In my reading so far, this is a different angle to the effective evangelism question.  Anderson’s work is not a study of evangelism techniques, as in

  • memorize this presentation,
  • develop this argument,
  • seek after the lost,
  • build relationships, etc.

There are plenty of books available on these evangelism approaches, the spiritual beliefs of unbelievers, and church growth methods about attracting people to Jesus via missional communities or attractional church methods.   Yet, Anderson saw a gap – there are not many books focused on the discipler – the person who is instrumental in helping a person find faith in Christ.

He choses that term based on the Great Commission.   Anderson intentionally makes a distinction between a discipler (all of us) and an evangelist (a particularly gifted person or office in the church).  In the context of his book, this is a helpful distinction to understand.

I determined that I would uncover the mysteries of discipleship by asking people about their conversion process, so conducted a nationwide study to better understand how people became followers of Jesus. I hypothesized that people are led to Jesus when there is someone who takes a special interest in their salvation.

My thesis was that this person is especially influential in the lives of unbelievers when his or her life reflects Jesus, the greatest teacher of disciples. The results revealed that, indeed, individuals were influenced to commit their lives to Jesus by people who modeled Jesus in their lives.

The 7 top characteristics

Discipleship involves creating disciples out of unbelievers.  Our role is to introduce people to Jesus.  As such, Anderson identifies 7 character traits of the disciplemaker that are influential.

  1. Loving
  2. Faithful
  3. Authentic
  4. Knowledgeable
  5. Trustworthy
  6. Caring
  7. Passionate

These are the character traits of a disciple maker that had the most influence in helping an adult become a believer in Christ.

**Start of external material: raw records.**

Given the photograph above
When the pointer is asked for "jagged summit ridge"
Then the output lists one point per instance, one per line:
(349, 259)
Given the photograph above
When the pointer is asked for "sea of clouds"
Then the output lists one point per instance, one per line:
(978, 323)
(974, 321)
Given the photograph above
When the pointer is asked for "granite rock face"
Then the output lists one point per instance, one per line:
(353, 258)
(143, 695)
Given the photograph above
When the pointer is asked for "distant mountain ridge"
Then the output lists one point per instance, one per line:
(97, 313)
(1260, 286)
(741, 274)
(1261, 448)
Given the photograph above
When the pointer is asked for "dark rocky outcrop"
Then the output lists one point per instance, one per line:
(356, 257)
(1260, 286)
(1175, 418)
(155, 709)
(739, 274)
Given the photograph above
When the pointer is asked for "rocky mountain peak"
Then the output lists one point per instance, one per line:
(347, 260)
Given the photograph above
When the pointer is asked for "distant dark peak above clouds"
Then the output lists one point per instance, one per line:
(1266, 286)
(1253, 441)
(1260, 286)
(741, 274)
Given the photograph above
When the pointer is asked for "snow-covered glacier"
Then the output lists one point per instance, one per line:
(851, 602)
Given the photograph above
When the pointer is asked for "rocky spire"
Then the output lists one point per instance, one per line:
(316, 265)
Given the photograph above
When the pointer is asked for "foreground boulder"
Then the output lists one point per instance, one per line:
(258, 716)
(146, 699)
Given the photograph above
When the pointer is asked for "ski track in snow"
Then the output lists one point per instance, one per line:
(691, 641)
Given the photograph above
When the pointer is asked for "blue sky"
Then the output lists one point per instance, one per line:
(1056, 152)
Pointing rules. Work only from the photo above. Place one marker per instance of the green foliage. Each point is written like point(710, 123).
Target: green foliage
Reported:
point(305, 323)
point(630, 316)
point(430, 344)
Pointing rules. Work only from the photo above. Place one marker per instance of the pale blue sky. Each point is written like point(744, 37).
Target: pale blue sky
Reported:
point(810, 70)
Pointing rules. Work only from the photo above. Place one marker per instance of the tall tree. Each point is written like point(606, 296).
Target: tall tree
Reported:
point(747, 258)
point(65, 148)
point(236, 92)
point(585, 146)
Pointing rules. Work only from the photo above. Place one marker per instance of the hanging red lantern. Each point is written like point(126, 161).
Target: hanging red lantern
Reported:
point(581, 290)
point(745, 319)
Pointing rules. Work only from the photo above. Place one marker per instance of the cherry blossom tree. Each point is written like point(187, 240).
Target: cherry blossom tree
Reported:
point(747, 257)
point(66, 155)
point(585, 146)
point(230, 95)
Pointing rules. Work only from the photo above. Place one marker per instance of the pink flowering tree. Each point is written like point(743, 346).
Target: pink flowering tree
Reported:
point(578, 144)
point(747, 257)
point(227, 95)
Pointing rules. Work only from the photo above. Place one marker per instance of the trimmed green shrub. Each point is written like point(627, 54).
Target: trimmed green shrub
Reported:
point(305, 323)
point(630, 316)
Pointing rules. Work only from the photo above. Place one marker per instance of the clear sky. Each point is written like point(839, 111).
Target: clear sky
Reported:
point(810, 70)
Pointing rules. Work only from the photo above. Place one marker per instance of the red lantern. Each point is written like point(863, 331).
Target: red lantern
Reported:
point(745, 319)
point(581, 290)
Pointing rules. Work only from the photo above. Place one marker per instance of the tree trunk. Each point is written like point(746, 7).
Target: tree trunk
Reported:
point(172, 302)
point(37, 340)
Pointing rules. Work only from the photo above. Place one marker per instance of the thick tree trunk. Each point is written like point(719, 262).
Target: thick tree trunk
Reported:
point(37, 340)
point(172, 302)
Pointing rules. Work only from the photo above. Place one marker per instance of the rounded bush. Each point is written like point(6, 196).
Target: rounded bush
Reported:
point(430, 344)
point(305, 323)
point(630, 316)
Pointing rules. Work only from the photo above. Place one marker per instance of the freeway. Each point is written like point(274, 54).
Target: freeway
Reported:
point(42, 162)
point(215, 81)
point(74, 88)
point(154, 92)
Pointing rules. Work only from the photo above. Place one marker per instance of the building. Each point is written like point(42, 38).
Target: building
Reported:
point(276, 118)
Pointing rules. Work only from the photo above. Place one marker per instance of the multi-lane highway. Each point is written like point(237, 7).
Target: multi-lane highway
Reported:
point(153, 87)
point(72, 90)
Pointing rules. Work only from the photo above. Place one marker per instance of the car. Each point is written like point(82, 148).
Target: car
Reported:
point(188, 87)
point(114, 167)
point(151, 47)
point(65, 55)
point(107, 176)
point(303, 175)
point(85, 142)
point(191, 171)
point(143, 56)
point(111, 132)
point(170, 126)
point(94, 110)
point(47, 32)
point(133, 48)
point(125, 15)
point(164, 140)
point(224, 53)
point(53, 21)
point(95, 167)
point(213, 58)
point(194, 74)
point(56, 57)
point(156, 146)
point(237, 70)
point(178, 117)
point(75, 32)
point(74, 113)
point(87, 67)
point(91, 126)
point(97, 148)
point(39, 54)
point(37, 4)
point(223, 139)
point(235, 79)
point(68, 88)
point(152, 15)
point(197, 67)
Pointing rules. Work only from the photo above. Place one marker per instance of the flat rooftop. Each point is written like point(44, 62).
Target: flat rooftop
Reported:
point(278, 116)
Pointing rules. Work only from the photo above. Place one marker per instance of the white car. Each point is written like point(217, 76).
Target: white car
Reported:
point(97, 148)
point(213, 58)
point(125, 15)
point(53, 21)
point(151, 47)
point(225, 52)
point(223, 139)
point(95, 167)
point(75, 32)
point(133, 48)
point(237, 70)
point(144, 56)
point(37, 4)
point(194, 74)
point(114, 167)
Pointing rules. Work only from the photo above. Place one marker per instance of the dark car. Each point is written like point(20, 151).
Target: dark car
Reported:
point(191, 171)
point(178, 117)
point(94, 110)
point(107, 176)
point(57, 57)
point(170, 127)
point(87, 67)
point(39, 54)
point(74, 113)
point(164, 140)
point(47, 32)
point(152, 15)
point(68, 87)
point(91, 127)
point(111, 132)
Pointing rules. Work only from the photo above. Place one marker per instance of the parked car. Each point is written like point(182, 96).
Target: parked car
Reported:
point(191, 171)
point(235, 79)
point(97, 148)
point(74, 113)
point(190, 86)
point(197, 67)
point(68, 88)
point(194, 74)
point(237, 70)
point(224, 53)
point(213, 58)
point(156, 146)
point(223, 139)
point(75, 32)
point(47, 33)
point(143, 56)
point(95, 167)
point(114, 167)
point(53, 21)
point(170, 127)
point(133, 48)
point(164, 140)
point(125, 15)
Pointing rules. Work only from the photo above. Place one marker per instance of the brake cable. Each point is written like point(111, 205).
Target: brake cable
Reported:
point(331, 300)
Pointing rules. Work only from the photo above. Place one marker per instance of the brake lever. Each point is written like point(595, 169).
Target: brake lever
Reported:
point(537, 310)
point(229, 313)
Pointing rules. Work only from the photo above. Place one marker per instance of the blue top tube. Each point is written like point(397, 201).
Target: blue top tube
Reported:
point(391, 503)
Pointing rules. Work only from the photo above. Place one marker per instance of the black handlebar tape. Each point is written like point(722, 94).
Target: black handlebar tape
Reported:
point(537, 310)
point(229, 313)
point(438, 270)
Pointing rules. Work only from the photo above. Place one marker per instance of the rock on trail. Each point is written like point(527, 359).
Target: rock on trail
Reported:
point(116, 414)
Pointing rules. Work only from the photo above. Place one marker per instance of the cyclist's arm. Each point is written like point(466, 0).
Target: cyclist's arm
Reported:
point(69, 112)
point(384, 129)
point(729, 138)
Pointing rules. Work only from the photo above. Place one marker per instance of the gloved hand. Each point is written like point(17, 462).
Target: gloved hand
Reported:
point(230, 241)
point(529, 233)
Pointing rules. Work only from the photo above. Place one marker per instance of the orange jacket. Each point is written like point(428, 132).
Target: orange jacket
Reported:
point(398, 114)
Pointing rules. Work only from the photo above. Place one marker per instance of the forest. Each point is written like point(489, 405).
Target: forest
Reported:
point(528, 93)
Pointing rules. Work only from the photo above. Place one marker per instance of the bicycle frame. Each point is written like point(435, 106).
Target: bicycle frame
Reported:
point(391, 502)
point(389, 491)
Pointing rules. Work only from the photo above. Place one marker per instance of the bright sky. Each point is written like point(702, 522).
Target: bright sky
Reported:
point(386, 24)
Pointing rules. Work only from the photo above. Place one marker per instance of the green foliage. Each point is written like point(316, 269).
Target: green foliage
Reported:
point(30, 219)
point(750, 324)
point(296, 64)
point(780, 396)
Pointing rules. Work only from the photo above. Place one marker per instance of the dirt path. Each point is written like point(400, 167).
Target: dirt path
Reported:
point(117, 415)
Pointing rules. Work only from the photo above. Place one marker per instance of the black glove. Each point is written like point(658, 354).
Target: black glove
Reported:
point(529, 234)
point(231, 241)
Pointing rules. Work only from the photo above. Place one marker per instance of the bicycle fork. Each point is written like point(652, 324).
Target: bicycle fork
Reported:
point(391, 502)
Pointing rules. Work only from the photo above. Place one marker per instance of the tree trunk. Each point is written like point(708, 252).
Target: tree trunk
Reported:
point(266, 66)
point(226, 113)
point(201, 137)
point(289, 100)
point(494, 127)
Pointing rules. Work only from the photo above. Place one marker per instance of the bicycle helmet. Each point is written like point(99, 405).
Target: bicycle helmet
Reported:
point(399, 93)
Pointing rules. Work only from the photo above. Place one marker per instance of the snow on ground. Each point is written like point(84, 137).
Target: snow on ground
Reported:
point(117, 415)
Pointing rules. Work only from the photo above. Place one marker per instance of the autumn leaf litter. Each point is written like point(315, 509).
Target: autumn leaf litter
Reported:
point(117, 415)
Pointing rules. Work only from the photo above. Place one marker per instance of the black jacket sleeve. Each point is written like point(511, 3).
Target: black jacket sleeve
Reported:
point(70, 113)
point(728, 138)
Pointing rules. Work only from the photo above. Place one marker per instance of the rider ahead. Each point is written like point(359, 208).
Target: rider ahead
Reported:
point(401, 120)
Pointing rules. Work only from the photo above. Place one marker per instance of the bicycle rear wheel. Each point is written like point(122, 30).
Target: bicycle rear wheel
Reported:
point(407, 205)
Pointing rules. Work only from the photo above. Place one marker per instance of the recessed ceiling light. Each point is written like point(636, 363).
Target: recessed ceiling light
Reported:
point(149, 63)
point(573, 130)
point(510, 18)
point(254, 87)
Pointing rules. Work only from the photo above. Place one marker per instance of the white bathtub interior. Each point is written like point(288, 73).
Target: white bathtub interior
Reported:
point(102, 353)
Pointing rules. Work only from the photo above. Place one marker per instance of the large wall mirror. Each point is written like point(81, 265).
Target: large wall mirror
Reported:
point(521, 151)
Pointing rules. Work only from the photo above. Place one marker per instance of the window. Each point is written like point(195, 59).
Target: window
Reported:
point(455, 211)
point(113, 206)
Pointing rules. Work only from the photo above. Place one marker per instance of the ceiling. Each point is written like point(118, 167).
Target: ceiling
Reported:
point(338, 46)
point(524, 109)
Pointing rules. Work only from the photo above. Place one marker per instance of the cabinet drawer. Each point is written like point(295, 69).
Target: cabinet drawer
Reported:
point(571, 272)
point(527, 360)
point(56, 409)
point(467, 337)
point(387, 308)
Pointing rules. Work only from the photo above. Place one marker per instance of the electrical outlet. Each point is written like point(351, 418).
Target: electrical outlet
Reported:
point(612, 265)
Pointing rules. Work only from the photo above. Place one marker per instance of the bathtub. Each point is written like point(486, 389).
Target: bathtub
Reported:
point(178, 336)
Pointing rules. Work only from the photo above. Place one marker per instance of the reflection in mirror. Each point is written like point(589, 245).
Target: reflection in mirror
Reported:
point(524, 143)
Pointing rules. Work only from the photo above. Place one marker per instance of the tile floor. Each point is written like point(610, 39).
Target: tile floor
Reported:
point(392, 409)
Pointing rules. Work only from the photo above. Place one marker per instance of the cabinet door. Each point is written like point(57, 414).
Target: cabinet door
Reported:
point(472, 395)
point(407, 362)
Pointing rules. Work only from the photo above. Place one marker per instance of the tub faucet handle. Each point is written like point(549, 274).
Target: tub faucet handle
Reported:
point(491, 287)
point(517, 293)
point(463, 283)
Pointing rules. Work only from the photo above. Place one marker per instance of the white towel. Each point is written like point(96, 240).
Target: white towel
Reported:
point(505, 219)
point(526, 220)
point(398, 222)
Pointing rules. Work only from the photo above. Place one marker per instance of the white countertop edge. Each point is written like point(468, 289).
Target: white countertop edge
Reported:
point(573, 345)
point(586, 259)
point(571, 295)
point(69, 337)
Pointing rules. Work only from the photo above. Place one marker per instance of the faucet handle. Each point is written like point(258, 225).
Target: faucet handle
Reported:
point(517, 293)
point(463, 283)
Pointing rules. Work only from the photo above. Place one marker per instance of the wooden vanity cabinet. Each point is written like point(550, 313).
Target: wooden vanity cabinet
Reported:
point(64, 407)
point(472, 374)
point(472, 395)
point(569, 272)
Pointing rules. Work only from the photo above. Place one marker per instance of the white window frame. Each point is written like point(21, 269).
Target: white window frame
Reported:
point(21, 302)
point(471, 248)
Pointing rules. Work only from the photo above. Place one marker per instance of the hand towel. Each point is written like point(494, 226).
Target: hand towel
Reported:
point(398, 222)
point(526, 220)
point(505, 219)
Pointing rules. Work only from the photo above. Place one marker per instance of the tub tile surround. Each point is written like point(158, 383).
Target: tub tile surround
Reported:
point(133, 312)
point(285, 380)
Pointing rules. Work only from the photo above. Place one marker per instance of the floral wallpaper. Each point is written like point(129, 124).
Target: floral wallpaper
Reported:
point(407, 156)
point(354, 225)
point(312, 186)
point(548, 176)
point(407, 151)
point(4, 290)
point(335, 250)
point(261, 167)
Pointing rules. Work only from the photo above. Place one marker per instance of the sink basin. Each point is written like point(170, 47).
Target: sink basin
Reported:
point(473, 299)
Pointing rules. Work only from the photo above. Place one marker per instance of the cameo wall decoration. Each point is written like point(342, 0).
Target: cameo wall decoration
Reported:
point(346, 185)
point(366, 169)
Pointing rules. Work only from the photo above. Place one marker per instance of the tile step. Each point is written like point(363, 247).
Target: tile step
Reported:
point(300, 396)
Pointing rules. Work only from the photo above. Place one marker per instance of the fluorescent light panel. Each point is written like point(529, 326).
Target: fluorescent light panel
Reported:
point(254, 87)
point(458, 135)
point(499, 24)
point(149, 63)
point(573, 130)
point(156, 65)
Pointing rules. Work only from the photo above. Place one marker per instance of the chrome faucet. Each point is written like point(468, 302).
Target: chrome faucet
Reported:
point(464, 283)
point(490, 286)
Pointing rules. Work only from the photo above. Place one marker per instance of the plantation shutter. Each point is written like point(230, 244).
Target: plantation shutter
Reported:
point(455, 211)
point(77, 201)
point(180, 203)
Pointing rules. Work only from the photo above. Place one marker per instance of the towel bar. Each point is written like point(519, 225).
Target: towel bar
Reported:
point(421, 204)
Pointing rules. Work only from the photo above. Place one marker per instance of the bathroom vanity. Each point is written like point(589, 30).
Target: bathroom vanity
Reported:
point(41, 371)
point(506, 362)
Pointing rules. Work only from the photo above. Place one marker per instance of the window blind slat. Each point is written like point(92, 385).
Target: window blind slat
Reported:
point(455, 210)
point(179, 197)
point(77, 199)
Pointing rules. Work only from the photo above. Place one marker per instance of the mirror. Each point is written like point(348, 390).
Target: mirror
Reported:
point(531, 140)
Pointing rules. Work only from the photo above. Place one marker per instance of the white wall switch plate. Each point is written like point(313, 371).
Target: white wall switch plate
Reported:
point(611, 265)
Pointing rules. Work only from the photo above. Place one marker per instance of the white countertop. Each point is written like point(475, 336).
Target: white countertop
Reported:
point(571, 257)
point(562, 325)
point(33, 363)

Each chapter explores these character traits in fuller detail, particularly focused on how to develop this trait a little more in your own life.  For example, in the chapter on “Knowledgeable,” Anderson writes:

“Nevertheless, unbelievers indicated that there were explicit indications of knowledgeable disciplers. They revealed that knowledgeable disciplers studied the Word of God, made the Scriptures relevant, and welcomed biblical questions . . .Some factual knowledge is essential in making disciples, but what seems to matter more to them is our ability to make the Bible relevant to their lives.” (71).

If some bible knowledge is important, then Anderson takes the step to call us into personal devotions, self-feeding, as well as consuming sermons.  We need to understand ourselves how the Bible is relevant to our life.

Lifestyle Evangelism from Paul

Anderson’s research confirms that verbal proclamation can be supported through the characteristics of our lifestyle.  The Apostle Paul’s character witness was just as a important as his verbal witness. He lives out lifestyle evangelism when we worked among the Thessalonian church.  He writes:

We were not looking for praise from people, not from you or anyone else, even though as apostles of Christ we could have asserted our authority.  Instead, we were like young children among you. Just as a nursing mother cares for her children, so we cared for you. Because we loved you so much, we were delighted to share with you not only the gospel of God but our lives as well.   Surely you remember, brothers and sisters, our toil and hardship; we worked night and day in order not to be a burden to anyone while we preached the gospel of God to you.  You are witnesses, and so is God, of how holy, righteous and blameless we were among you who believed.  For you know that we dealt with each of you as a father deals with his own children, encouraging, comforting and urging you to live lives worthy of God, who calls you into his kingdom and glory. 1 Thessalonians 2: 6-12 (NIV)

Anderson’s research helps to identify particular characteristics that we can develop that are effective in relational evangelism.